O procurador-geral da República, Paulo Gonet, manifestou-se contra a apreensão de bens de alto valor e dinheiro em espécie durante a operação da Polícia Federal que teve como alvo o senador Jaques Wagner (PT-BA). Apesar do parecer da Procuradoria-Geral da República (PGR), o ministro André Mendonça, do Supremo Tribunal Federal (STF), autorizou a medida. As informações constam em documentos tornados públicos na última quinta-feira (30).

Segundo o parecer encaminhado ao STF, Gonet concordou com a realização das buscas, mas avaliou que a apreensão de relógios de luxo, joias e outros bens seria uma medida “prematura” e “invasiva”, por extrapolar a finalidade da investigação.
“A apreensão de valores e bens de luxo ou de alto valor não se presta a esse intuito que justifica e legitima a providência invasiva. A apreensão requerida se mostra, ainda, prematura, porque a só existência de bens de alto valor nos recintos invadidos não é, por si, crime”, escreveu o procurador-geral.
No documento, Gonet também afirmou que a medida poderia gerar repercussão pública desnecessária e ampliar os impactos da operação sobre os direitos dos investigados.
A operação da Polícia Federal foi realizada em 18 de junho e resultou na apreensão de 13 relógios de luxo e cerca de R$ 479 mil em espécie, incluindo US$ 55 mil e € 33 mil, encontrados em um hotel de Brasília e em um apartamento ligado ao senador, em Salvador.

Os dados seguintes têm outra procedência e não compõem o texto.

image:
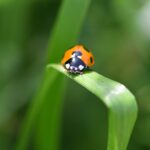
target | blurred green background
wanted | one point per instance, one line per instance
(118, 34)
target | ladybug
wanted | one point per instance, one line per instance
(77, 59)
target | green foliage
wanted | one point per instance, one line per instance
(117, 33)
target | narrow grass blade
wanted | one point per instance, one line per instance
(65, 34)
(118, 99)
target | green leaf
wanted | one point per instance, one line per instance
(118, 99)
(65, 34)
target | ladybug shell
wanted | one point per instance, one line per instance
(86, 56)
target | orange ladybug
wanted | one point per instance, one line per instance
(77, 59)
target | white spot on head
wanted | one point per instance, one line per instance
(67, 66)
(73, 59)
(81, 67)
(80, 57)
(73, 55)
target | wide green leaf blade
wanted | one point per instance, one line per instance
(118, 99)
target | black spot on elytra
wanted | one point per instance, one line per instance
(77, 53)
(91, 59)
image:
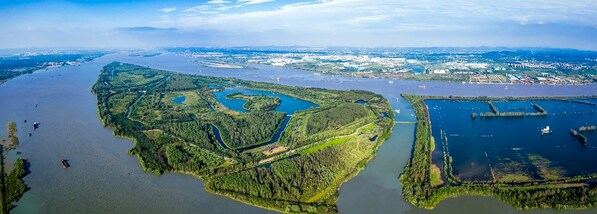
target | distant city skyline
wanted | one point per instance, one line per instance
(356, 23)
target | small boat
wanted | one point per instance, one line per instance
(546, 130)
(64, 163)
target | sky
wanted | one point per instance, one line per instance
(355, 23)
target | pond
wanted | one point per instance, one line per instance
(288, 105)
(483, 149)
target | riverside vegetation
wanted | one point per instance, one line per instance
(12, 186)
(424, 185)
(318, 149)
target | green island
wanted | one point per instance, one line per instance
(426, 185)
(283, 161)
(256, 102)
(12, 186)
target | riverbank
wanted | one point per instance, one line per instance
(416, 180)
(185, 139)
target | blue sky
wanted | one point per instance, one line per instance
(361, 23)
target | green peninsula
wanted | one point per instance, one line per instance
(286, 160)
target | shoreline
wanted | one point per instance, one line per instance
(429, 197)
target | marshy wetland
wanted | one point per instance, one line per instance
(530, 152)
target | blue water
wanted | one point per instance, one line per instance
(288, 104)
(362, 102)
(214, 86)
(179, 99)
(475, 144)
(515, 106)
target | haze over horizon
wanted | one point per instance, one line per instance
(384, 23)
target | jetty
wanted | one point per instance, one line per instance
(64, 163)
(546, 130)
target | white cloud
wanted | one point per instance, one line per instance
(168, 9)
(367, 19)
(218, 2)
(253, 1)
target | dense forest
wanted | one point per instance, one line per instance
(236, 153)
(12, 186)
(561, 193)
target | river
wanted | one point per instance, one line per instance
(104, 178)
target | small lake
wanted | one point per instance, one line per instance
(288, 104)
(179, 99)
(504, 144)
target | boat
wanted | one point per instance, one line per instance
(545, 130)
(64, 163)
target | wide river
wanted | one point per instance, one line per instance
(105, 179)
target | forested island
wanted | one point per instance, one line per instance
(12, 186)
(284, 161)
(425, 185)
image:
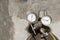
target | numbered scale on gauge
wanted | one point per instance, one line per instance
(46, 20)
(31, 17)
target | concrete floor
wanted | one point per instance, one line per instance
(13, 21)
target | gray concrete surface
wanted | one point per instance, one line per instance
(13, 21)
(5, 21)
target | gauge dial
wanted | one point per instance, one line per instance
(31, 17)
(46, 20)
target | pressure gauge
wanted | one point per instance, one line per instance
(46, 20)
(31, 17)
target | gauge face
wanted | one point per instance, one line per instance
(46, 20)
(31, 17)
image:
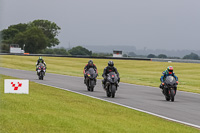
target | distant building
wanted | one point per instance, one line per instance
(14, 48)
(117, 53)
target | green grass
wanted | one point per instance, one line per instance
(47, 110)
(135, 72)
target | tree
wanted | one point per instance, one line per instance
(162, 56)
(33, 38)
(191, 56)
(79, 50)
(19, 34)
(60, 51)
(151, 56)
(9, 34)
(50, 29)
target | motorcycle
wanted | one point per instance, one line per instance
(41, 71)
(170, 87)
(91, 76)
(111, 84)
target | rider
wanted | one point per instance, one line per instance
(87, 67)
(167, 72)
(40, 60)
(108, 69)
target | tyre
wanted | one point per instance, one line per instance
(172, 93)
(113, 90)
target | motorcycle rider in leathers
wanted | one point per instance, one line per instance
(167, 72)
(40, 60)
(87, 67)
(108, 69)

De acordo com informações divulgadas pela imprensa, alguns dos relógios apreendidos seriam de marcas como Patek Philippe, Cartier e Hublot, com valores que, somados, podem se aproximar de R$ 500 mil. A defesa de Jaques Wagner afirmou que entre os itens existem peças originais e réplicas, sem especificar quais.
O pedido da Polícia Federal também previa autorização para apreender dinheiro em espécie superior a R$ 20 mil, além de joias, obras de arte, veículos, aeronaves e outros bens de elevado valor eventualmente encontrados durante o cumprimento dos mandados.

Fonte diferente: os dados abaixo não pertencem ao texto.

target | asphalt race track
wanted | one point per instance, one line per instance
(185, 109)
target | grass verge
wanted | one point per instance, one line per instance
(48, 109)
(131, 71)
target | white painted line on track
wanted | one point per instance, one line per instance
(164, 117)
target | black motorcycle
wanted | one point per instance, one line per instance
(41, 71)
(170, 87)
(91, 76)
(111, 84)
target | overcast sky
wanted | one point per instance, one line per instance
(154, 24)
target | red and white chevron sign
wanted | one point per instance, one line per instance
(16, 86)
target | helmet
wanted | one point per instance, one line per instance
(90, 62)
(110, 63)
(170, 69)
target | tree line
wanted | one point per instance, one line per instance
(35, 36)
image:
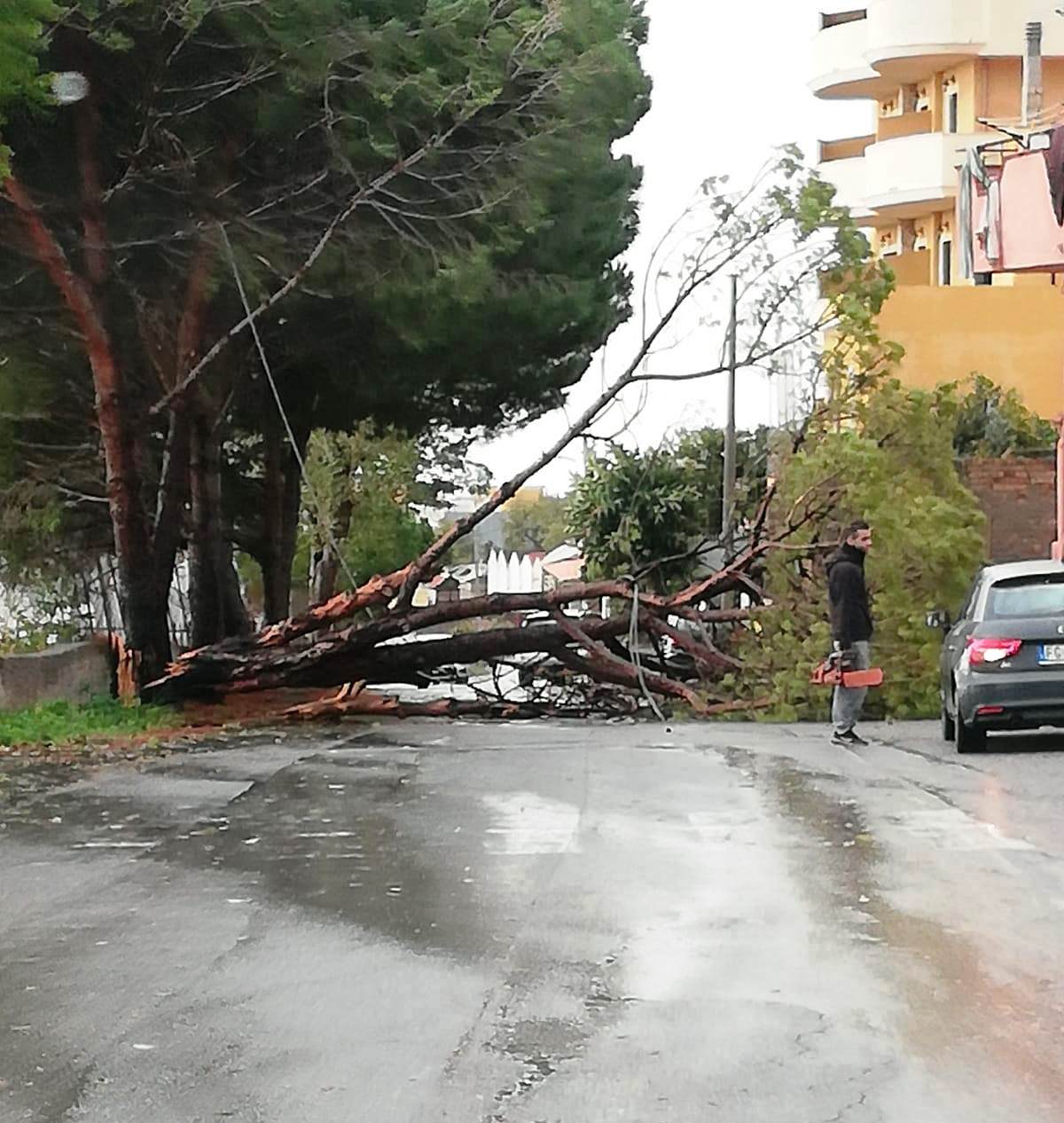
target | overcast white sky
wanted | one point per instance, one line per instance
(730, 84)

Na decisão que autorizou a operação, o ministro André Mendonça também mencionou uma possível suspeita de vazamento de informações sigilosas da investigação.
Segundo o magistrado, a preocupação surgiu após Jaques Wagner solicitar uma audiência com o ministro no mesmo dia em que a Polícia Federal encaminhou ao STF o pedido para a realização da operação. Para Mendonça, o episódio aumentou o risco de comprometimento do sigilo das investigações.
Em entrevista concedida à Rádio Baiana FM, transmitida pela BNews TV, na última sexta-feira (31), Jaques Wagner afirmou estar tranquilo em relação às investigações e disse confiar que sua inocência será comprovada.
“A Polícia Federal que faça o seu trabalho, investigue, proponha ao Ministério Público, o Ministério Público avalie e o magistrado vai julgar. Como diz o presidente Lula, ‘Galego, só quem sabe o que você fez é você mesmo’. Eu sei o que eu fiz e estou tranquilo”, declarou o senador.